A public health warning has been issued urging people not to swim at sites including the main lake front, Five Mile Bay, Acacia Bay, Whakaipo Bay and Kinloch Beach.
Ten days of hot, dry, and still conditions are being blamed for the algal blooms.
At peak summer season it means big interruptions for tourism and sporting activities on the lake.
The commodore of Lake Taupō Yacht Club, Alan Simpson, said today they had to suspend their busy summer program for all centre-board sailing.
"It is all recreational sailing so it's our learn-to-sail programmes, it's our have-a-go programme which were the two events we had on the lake today.
"We've got organised coaching and also centreboard racing as well. So none of that will happen until the bloom goes unfortunately.
"We've just got to manage it, it's just one of those things you have to live with unfortunately.
Some tourism operators said they wanted certainty about the danger before disrupting their water activities while others had already cancelled some activities on the lake.
The swim leg of tomorrow's Ironman competition has been replaced with a run after yesterday's testing.

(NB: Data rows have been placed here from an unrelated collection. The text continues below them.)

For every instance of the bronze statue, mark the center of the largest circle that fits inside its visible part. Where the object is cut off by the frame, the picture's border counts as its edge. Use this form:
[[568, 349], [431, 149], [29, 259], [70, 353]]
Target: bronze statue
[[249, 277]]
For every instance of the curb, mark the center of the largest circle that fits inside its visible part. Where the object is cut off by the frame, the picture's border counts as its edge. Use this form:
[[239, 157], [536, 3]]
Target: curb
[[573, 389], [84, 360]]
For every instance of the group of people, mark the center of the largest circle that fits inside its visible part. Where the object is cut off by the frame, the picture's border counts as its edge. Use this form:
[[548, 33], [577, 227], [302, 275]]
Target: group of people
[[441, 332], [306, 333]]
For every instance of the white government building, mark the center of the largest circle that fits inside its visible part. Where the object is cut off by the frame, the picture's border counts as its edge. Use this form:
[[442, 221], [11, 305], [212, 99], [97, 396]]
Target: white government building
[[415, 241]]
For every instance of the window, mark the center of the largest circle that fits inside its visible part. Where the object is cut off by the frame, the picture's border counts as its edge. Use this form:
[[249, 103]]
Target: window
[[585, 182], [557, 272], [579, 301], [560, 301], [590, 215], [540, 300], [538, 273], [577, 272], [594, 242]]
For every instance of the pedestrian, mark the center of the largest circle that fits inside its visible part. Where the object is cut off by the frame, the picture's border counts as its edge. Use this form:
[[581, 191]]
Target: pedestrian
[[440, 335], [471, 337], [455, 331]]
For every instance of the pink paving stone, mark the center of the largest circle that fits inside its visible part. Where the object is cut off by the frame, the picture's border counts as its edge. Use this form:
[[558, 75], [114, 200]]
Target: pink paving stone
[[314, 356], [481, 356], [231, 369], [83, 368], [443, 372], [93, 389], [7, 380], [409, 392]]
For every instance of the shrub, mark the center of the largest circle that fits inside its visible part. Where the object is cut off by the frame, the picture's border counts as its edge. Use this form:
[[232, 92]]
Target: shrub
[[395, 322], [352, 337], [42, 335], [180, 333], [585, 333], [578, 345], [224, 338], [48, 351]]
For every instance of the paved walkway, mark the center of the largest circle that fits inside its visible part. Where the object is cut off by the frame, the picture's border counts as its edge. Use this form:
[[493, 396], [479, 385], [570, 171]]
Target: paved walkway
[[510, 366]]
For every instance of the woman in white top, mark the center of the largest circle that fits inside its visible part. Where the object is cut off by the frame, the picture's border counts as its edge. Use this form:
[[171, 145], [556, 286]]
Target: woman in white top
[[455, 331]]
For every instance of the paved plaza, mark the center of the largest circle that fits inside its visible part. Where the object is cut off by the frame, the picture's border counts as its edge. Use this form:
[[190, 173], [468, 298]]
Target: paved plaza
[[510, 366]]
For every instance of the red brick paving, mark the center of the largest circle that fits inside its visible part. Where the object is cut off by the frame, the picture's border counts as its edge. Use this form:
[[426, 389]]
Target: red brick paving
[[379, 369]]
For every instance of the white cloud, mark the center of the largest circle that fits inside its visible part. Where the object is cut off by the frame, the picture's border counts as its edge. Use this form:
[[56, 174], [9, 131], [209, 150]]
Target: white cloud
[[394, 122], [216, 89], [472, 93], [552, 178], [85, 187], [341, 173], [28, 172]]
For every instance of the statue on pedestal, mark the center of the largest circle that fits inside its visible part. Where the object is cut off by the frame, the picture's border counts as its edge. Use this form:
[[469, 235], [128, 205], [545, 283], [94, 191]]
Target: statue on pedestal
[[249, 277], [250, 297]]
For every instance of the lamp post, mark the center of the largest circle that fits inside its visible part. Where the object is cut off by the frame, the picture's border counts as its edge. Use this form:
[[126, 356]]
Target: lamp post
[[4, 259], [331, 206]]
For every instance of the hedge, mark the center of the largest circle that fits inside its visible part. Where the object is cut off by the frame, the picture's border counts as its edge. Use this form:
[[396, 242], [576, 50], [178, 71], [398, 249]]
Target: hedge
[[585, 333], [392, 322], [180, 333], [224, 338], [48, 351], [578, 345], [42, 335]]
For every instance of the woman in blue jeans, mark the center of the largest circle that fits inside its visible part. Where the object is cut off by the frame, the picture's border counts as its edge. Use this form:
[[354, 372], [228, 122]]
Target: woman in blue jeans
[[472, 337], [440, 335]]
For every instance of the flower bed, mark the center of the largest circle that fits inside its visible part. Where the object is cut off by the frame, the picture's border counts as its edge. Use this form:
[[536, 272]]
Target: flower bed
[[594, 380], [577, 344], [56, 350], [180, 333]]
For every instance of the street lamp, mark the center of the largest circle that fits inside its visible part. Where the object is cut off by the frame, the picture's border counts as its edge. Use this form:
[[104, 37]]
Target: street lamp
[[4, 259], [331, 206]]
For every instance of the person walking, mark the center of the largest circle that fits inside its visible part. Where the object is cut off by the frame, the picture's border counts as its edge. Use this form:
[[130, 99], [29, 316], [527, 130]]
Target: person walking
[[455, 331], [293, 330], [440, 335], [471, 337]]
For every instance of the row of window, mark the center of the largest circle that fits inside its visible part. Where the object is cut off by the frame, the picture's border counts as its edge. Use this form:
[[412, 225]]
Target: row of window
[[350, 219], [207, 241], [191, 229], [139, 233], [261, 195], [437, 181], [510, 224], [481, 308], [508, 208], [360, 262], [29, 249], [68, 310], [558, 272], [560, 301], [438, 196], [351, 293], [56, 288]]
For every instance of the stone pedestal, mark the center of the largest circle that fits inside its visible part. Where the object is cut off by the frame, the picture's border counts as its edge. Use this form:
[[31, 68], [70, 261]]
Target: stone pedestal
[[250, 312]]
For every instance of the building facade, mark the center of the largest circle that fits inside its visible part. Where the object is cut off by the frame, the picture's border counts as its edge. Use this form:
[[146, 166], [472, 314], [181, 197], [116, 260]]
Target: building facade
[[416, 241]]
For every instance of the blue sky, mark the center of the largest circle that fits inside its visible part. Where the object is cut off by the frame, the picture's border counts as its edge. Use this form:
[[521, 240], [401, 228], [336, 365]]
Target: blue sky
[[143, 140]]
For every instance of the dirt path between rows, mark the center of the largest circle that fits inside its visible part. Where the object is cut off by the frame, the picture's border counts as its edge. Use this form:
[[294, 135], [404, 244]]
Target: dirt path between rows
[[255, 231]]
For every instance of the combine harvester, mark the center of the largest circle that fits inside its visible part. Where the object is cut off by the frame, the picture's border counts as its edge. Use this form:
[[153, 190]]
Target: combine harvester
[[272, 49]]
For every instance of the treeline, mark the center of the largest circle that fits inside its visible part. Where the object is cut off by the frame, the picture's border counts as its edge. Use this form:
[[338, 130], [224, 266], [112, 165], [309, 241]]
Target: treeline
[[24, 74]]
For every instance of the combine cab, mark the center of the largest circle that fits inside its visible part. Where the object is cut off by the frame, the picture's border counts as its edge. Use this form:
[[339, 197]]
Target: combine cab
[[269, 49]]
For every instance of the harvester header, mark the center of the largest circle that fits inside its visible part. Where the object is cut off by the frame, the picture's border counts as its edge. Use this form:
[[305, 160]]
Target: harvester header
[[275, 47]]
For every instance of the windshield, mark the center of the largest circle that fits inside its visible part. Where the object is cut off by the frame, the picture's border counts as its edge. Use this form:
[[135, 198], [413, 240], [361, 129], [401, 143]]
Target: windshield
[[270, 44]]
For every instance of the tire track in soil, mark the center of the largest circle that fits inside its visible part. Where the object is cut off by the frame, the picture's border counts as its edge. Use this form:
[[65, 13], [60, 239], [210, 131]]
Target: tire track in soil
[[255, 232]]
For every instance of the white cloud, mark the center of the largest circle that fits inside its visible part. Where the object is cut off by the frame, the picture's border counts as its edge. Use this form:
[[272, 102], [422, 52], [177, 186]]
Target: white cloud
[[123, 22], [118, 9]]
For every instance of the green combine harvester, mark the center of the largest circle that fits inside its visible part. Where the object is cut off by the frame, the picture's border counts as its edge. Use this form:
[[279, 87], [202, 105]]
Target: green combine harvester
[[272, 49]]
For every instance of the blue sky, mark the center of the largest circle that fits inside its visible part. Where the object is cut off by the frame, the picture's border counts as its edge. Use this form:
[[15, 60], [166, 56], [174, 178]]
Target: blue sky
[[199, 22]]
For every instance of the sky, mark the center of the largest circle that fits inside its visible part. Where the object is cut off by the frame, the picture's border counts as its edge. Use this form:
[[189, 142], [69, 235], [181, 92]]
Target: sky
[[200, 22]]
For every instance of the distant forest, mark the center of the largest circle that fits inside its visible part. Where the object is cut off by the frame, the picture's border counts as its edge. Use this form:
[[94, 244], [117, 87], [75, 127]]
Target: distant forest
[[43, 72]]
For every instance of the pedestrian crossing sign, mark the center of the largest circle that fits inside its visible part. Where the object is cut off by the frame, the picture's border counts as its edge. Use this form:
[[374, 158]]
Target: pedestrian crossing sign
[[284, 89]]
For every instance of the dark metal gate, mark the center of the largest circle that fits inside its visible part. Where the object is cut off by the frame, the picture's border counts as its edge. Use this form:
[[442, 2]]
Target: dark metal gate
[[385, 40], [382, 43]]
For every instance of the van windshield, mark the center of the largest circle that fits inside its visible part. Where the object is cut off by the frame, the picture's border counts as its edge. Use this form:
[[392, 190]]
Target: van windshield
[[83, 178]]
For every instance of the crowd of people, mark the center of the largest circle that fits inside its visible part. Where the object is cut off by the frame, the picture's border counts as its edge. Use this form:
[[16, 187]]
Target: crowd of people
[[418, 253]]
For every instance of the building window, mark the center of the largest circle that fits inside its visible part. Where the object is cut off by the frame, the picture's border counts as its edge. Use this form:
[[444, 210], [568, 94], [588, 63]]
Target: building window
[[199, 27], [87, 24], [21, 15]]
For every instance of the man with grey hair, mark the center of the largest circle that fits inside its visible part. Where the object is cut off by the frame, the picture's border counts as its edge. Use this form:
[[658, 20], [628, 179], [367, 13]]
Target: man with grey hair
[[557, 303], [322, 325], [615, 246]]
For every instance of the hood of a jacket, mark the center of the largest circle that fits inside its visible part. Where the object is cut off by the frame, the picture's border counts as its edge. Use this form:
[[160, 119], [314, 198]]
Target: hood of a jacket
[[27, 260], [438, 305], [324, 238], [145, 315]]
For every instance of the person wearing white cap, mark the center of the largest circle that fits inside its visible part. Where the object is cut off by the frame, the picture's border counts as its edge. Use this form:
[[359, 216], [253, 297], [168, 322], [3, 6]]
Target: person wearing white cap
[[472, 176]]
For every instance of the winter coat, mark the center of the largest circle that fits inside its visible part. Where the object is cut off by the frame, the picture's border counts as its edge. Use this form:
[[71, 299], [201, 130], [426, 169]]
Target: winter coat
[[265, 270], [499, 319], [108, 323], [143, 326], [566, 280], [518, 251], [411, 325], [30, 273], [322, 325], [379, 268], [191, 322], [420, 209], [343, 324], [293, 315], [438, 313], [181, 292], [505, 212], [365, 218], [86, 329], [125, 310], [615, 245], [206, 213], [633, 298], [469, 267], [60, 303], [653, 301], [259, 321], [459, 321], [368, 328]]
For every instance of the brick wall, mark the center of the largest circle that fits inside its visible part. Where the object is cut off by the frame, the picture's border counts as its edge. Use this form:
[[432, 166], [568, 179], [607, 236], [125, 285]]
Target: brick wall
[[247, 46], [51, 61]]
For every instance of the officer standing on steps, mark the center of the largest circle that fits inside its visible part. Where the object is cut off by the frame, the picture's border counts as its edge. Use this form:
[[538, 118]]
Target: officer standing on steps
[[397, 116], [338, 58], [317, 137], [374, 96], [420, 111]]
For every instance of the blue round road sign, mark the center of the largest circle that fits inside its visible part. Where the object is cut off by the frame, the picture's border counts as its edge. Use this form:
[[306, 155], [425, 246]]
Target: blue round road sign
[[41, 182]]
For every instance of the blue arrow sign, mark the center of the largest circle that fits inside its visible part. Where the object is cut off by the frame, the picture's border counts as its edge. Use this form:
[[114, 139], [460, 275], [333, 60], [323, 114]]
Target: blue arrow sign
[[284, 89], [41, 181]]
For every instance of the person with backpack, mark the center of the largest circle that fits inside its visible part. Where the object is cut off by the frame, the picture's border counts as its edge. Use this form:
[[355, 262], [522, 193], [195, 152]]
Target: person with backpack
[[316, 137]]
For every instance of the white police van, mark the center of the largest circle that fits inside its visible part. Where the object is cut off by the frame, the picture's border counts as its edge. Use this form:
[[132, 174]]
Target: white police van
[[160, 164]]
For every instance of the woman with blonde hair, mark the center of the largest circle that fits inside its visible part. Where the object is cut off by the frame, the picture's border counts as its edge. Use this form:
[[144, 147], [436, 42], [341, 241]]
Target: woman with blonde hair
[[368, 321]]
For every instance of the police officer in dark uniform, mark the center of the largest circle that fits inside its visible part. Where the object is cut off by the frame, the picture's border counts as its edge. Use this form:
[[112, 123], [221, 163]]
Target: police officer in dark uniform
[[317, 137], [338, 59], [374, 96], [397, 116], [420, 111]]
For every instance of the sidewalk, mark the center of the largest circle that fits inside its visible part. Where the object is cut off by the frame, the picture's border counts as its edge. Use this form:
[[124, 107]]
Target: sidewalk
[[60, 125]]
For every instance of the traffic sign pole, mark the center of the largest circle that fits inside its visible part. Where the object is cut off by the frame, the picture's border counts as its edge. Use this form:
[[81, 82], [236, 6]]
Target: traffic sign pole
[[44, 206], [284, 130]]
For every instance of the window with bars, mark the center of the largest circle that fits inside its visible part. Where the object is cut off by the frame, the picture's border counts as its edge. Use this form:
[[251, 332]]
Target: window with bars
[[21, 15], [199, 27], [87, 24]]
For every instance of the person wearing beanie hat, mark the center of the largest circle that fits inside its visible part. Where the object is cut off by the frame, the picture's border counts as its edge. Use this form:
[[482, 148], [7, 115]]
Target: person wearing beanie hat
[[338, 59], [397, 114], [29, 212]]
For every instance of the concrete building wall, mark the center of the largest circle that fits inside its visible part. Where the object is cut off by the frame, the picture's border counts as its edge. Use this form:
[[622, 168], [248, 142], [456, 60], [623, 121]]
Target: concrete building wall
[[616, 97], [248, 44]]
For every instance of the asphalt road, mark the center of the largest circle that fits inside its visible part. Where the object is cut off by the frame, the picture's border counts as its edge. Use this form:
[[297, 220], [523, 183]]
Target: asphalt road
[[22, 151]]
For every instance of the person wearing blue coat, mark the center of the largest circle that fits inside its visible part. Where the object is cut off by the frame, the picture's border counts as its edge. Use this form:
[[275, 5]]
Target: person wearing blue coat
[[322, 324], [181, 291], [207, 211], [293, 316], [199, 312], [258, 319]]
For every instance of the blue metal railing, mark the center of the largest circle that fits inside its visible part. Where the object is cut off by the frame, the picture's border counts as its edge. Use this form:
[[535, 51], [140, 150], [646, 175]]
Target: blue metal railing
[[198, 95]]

Waikato Regional Council water quality scientist Eloise Ryan said they needed to know more about the algae so tests were being taken to a lab in Nelson.
"One of the species is called Phormidium and it's a known toxin producer.
"Now, I'm not saying it's producing toxins right now, we don't know that, so today I'm collecting samples right now and I'll have those results back by Monday.
"We've got scientists all over the country working this weekend to test those water samples."
The algae can cause skin rashes and an upset stomach and, if swallowed, can cause weakness, numbness and breathing problems.
She said she had never seen so much of this type of bloom in the lake in 15 years of studying it.
"I have to say I've never seen such record temperatures in the bays here.
"I was out sampling here on Wednesday and measured a water temperature of 26°C. Now the peak high I saw last year was 23°C, so we haven't had such high temperatures this early in the year.
"With these unexpected high temperatures it seems there's a species of algae that can take advantage of these hot still conditions."
Water cut to properties
This afternoon public warnings were expanded, with people on private water supplies that used water from the lake urged to turn them off.
Taupō District Council has shut down its intake at Hatepe after drones spotted what could be algae near the pipe inlet.
The intake at Motuoapa has also been closed over concerns around the water's clarity.
Mayor David Trewavas said the risk was low and water tankers from nearby Turangi were helping to supply the area's 600 properties.
"We've taken a precautionary approach to close off the water.
"We've got staff now going door to door, putting notices out so people are well advised of the situation."
The council said there was currently no risk to other water supplies and it had upped its testing at its other intakes.
The mayor said temperatures needed to cool for the algae to go away.
"I thought I'd never say this as mayor but the lake needs to be rough and it needs trumped up and we need some rain and some wind. We need a storm to come through just to disperse it all."